The Colchester Sun posed questions to candidates seeking elected office to better inform voters. This year, two candidates emerged for Colchester Selectboard positions.
Incumbent Herb Downing and newcomer Jacki Murphy submitted petitions to run for three- and two-year seats, respectively, and will appear on the ballot unopposed.
We gave the candidates three questions and asked them to provide a short bio.
They were each given 450 words to split between the three questions below:
1. Why are you running for selectboard, and what qualifies you for this position?
2. What do you see as the town’s biggest challenge, and what can be done to address it?
3. How do you define transparency, and, if elected to the selectboard, how will you increase transparency and trust on the board when dealing with the public?
Editor’s note: Biographical information only edited for length, style and format. Responses edited only for AP style.
Seeking 3-year term
Moved to Colchester in 1987
Three children grew up in town and graduated from Colchester High School. Currently live on Williams Road with my wife, Chris.

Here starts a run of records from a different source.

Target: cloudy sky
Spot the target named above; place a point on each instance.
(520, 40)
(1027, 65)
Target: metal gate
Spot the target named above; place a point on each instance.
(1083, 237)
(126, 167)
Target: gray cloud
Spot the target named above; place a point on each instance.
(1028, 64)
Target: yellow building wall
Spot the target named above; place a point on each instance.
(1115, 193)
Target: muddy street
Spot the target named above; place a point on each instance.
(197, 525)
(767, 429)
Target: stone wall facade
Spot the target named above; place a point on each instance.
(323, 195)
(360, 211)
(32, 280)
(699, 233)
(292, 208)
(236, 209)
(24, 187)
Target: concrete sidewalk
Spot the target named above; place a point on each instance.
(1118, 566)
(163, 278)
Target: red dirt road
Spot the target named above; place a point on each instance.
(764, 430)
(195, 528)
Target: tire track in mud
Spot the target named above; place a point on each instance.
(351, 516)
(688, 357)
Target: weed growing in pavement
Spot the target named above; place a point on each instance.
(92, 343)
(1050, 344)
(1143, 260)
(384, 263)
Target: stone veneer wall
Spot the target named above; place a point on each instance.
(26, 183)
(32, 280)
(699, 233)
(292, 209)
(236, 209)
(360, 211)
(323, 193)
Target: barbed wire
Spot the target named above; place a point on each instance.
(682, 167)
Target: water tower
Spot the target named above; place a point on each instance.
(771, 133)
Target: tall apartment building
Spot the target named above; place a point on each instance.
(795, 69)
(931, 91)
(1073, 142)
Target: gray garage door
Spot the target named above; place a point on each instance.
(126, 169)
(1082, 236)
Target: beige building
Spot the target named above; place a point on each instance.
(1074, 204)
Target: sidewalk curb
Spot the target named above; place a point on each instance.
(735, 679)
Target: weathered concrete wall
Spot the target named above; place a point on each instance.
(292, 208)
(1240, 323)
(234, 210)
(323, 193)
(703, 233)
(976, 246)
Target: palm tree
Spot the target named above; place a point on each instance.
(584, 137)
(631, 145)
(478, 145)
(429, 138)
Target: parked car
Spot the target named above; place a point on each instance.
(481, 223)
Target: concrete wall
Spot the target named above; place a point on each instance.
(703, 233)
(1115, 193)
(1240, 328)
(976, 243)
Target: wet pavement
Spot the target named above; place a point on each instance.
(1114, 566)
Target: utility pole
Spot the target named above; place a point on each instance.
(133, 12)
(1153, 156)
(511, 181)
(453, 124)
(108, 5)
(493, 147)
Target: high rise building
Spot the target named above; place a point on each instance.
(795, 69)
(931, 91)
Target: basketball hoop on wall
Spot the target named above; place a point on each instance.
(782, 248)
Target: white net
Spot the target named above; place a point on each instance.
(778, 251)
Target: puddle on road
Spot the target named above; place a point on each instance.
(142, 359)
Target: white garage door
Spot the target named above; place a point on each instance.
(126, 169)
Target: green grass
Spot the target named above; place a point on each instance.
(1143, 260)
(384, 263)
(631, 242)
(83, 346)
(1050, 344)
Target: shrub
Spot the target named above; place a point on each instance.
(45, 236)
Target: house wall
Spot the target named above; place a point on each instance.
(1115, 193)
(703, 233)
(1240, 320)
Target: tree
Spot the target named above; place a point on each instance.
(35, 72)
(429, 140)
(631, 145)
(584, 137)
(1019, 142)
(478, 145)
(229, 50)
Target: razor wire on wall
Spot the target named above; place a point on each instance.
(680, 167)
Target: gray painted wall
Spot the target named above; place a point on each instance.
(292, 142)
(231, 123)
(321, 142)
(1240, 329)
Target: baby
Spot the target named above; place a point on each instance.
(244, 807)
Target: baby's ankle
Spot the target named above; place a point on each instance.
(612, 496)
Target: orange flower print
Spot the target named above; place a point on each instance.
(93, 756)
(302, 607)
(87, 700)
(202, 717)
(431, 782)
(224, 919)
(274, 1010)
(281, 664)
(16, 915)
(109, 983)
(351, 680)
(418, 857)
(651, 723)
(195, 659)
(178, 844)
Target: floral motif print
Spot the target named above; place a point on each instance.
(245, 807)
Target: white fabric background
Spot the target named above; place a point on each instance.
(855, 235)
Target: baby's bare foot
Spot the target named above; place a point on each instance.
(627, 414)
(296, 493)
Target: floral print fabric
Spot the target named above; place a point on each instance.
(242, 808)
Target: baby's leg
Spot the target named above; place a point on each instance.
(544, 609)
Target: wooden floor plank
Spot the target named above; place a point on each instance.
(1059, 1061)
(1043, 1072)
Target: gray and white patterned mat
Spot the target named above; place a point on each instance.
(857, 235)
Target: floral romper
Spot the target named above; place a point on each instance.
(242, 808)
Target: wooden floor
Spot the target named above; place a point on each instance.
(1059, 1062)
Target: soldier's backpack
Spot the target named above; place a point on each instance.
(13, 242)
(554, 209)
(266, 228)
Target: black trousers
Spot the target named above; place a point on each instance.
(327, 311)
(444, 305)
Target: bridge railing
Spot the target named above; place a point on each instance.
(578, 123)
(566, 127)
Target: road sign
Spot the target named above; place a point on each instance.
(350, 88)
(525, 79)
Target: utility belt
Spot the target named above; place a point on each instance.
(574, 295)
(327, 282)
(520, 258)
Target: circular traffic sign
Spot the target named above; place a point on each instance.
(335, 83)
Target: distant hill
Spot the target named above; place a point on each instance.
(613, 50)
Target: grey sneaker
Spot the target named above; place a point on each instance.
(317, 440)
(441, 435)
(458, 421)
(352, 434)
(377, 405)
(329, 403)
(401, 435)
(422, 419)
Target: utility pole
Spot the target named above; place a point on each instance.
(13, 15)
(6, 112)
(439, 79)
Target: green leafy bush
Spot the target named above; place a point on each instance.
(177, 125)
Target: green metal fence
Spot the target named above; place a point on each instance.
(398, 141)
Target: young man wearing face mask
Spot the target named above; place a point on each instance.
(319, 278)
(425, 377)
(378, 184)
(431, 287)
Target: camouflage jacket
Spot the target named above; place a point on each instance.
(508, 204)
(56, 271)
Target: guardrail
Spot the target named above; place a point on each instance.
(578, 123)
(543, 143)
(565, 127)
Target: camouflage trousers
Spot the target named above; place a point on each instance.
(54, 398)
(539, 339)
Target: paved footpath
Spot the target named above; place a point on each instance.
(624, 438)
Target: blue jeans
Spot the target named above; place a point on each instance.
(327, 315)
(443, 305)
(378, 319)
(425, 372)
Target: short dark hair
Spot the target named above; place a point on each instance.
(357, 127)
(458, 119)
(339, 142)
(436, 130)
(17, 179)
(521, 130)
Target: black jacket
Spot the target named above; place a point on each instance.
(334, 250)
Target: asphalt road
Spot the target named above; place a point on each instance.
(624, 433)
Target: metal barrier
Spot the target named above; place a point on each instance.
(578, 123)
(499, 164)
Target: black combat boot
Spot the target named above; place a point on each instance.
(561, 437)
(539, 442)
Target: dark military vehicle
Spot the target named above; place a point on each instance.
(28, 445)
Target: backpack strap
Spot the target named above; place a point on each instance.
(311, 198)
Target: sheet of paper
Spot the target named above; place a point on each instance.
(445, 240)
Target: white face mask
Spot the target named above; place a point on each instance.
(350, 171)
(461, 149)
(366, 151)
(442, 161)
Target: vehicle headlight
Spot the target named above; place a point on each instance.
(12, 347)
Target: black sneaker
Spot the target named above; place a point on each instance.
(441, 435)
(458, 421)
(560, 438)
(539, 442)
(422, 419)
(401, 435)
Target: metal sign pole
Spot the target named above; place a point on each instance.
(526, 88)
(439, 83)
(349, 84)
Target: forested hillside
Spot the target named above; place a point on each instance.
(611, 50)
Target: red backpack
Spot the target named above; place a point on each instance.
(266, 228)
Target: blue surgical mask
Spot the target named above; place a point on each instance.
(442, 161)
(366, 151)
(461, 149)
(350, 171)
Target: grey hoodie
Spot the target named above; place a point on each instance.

B.A. in government from Hamilton College in Clinton, N.Y. and a J.D. from Vermont Law School in South Royalton
Practiced law in Vermont for 35 years and am a partner in the Essex Jct. law firm of Kolvoord Overton & Wilson PC
Colchester Development Review Board, 2003 to 2011; chairman 2004-2009. Member of Colchester Selectboard since 2011; currently serve as vice-chairman.
Active member and past president of Colchester Lions Club and current member of Malletts Bay Congregational Church
1. I am seeking re-election to the selectboard in order to build on what has been accomplished by the board since the adoption of the local option tax in 2015, specifically the building of a community center on the Bayside/Hazelett property and the joint project with Colchester Fire District No. 2, the construction of a sewer system to serve Malletts Bay.
2. The selectboard must address the issue of plowing private roads. The current practice of plowing some private roads and not others is unfair and not right. We should plow all private roads or none at all. There is nothing to be gained by not addressing this issue this year.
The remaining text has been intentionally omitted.